In recent years  there is increasing pressure on test developers to provide diagnostic information that can  assist unsuccessful test takers improve future performance and assist academic and training institutions in evaluating the success of their programmes and identifying areas that may need to be modified (Haberman & Sinharay, 2010; Haladyna & Kramer, 2004).  This growing demand for diagnostic feedback is also evident in the Standards for Educational and Psychological Testing, which states that “candidates who fail may profit from information about the areas in which their performance was especially weak” (AERA, APA & NCME, 2014, p. 176).  Test developers face a substantial challenge in attempting to meet this demand, whilst simultaneously upholding their ethical responsibility – also outlined in the Standards – to ensure that any test data that are reported and shared with stakeholders, or used to make educational, certification or licensure decisions are accurate, reliable and valid. 

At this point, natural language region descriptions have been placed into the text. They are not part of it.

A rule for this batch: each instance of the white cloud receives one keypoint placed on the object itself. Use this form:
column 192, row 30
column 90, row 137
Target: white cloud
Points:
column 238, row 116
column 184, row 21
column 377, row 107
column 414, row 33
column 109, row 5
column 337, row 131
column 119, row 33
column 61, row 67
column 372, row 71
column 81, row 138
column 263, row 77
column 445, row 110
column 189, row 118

CARPE have conducted a review of the literature on the issues involved in reporting test sub-scores, including the identfication of a number of approaches (e.g. scale anchoring, level descriptors and graphical methods) that can  be taken when reporting in large scale testing contexts.  These findings are being used to inform Prometric's practices surrounding the provision of feedback to unsuccessful test candidates.  _________________________________________________________________________________________________________
Partial Credit for Multiple Choice Items Project
Project Directors: Darina Scully & Michael O’Leary (CARPE)

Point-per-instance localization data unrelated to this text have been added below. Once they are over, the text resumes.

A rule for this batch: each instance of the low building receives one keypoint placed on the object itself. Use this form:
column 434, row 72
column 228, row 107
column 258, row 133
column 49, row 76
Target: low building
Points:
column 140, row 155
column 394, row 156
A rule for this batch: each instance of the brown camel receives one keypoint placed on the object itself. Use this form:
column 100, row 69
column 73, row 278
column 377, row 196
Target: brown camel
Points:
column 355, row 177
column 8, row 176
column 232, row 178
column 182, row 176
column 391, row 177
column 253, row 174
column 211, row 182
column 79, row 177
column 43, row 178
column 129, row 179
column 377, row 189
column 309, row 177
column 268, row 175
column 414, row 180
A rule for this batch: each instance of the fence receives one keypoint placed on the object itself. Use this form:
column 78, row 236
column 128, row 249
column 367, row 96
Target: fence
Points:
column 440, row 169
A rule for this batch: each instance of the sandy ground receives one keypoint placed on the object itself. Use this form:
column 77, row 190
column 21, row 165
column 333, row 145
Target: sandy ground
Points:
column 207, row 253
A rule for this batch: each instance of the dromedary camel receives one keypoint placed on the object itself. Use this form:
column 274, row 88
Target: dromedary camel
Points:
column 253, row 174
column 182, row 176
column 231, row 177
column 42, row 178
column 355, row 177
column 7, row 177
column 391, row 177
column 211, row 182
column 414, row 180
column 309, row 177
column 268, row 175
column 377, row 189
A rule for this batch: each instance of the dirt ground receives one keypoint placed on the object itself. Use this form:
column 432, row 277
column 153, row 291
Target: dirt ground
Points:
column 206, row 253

Multiple-choice test developers have typically shown a strong preference for the use of the single-best answer response format and number-correct scoring.  Despite this, some measurement experts have expressed dissatisfaction with these methods, on the basis that they assume a sharp dichotomy between knowledge and lack of knowledge.  That is, the entire model fails to take into account the varying degrees of partial knowledge a test-taker may possess on an item-by-item basis.  This is regrettable, as information regarding test-takers’ partial knowledge levels may contribute significantly to the estimation of true proficiency levels (DeAyala, 1992). 

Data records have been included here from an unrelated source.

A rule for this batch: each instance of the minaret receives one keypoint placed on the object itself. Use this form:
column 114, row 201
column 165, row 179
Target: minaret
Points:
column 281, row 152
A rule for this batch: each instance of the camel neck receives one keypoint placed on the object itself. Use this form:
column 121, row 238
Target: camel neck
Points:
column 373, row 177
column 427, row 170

In response to this criticism, a number of alternative testing models that facilitate the allocation of partial credit have been proposed (e.g. Ben-Simon, Budesco & Nevo, 1997; Frary, 1989; Lau, Lau, Hong & Usop, 2011).  Their exact nature varies considerably, but all share the aim of maximizing the information efficiency of individual items, and increasing precision of measurement.  CARPE have conducted a literature review focusing on three approaches that facilitate the allocation of partial credit; namely: option-weighted scoring, confidence-weighted responding, and the liberal multiple-choice item format.  To date, findings regarding the application of these approaches have been complex and equivocal, with no one method emerging as uniformly superior.  Ultimately, whether or not it is worth pursuing these strategies depends on a combination of multiple factors, such as the overall purpose of the assessment, the overall difficulty (pass rate) of the test, the cognitive complexity of the items, and the particular psychometric properties that are most valued by the test developer.